01.09
I am an unabashed fan of type safe, or at least, strongly typed language. I got my formative training in programming and computer science at Carnegie Mellon which has a department full of type theorists. I spent a lot of time playing with ML-family languages, NJ/SML in college and F# in the beginning of my professional career. One might, (okay, a few friends would definitely) say I’m a bit of a snob when it comes to programming languages.
And yet, more an more of the time when I come across an idea for a new project, I find myself reaching into my toolbox, not for F#, Ocaml, or Haskell but rather for python. It’s crept up on me little by little. When first picked up python I have to admit it was with a sense of mild distate. My wife works in biological science and needed a couple of cross-platform data wrangling scripts. None of the languages I knew well fit the bill and python seemed like an obvious choice, if only to branch out and learn something new.
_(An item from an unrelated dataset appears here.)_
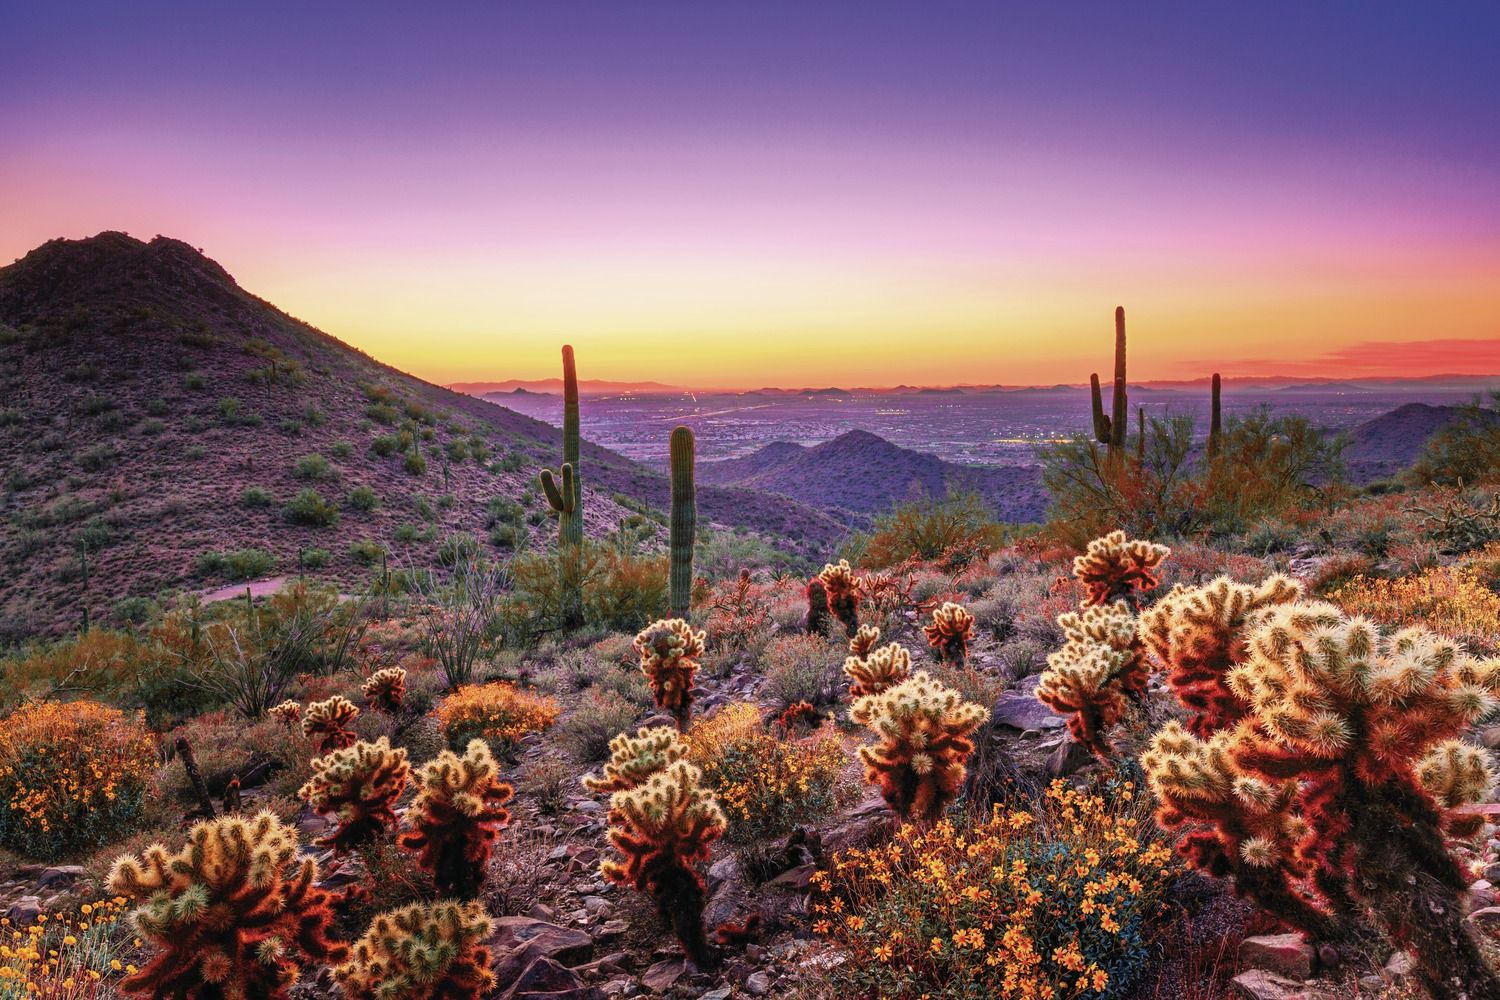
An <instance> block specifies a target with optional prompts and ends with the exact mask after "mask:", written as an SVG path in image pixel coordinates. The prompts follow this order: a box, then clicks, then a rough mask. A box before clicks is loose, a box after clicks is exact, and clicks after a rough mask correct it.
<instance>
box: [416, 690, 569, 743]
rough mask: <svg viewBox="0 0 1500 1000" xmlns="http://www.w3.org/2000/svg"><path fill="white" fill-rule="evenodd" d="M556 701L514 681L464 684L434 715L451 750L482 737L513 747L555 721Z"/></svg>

Early experiences with the language didn’t do much to change my opinion about python in general. Significant whitespace felt gross and inelegant. It felt like the language was trying desperately to hold my hand and protect me from myself. It felt clunky and awkward like a pair of borrowed shoes.
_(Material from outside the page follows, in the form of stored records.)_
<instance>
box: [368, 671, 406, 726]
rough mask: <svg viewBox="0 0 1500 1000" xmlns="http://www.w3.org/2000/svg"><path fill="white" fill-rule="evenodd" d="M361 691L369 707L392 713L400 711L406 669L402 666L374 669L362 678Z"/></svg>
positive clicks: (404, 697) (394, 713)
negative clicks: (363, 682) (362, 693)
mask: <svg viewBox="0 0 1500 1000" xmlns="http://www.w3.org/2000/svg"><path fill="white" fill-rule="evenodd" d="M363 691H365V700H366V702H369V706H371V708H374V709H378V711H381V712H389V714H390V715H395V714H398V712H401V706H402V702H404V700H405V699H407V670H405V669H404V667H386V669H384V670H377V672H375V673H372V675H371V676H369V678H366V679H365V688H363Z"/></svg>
Little shoots of positives started creeping their way through the wall of my snobbery. It seemed like the library I needed was always available, ready to bolt in to my script. The mantra of “batteries included” seemed pretty built in to the standard library and I found that my “zero to done” time on these little side scripts plummeted. It was getting harder and harder to justify my distaste of the language and I started to get a feel for the places where it excels. Eventually my proficiency in the language improved and it started to bleed over into my fulltime work, where C# and Javascript rule the roost. For quick prototypes and one and done tasks I found myself reaching for python first. This was greatly magnified when I began doing more and more data analysis work and discovered the absolutely excellent scikit-learn. I’d say at this point python has pretty thoroughly won me over. It’s my goto language for lightweight services or prototyping tasks to be sure. There are just too many solidly written libraries for me to choose anything else. The “get things done” philosophy wins out over my ideal languages preferences
That isn’t to say the language doesn’t have its share of warts. The syntax is still ugly, and there are a few limitations in the lambda syntax I could do without. Also, I’ve yet to find a web library I really love, although I have been experimenting with Flask and it’s reasonable so far. I also fell victim to the dreaded global interpreter lock (GIL) and made the classic misunderstanding of how interacts with multithreaded code. I think this is more a matter of poor documentation but it bit me for a few hours threading CPU bound code before discovering this would result in zero improvement. This also means using additional cores on CPU bound tasks requires using clunky multiprocessing solutions which chew up memory, or dropping down into C which eliminates pythons productivity edge.
Still, despite these points of contention python has earned a place near the top of my toolbox. It’s become my trusted pair of channel locks I can always use to get the job done in a pinch, even if it’s rusty around the edges and a bit stiff to work with. I highly suggest you give it a whirl. You might end up pleasantly surprised.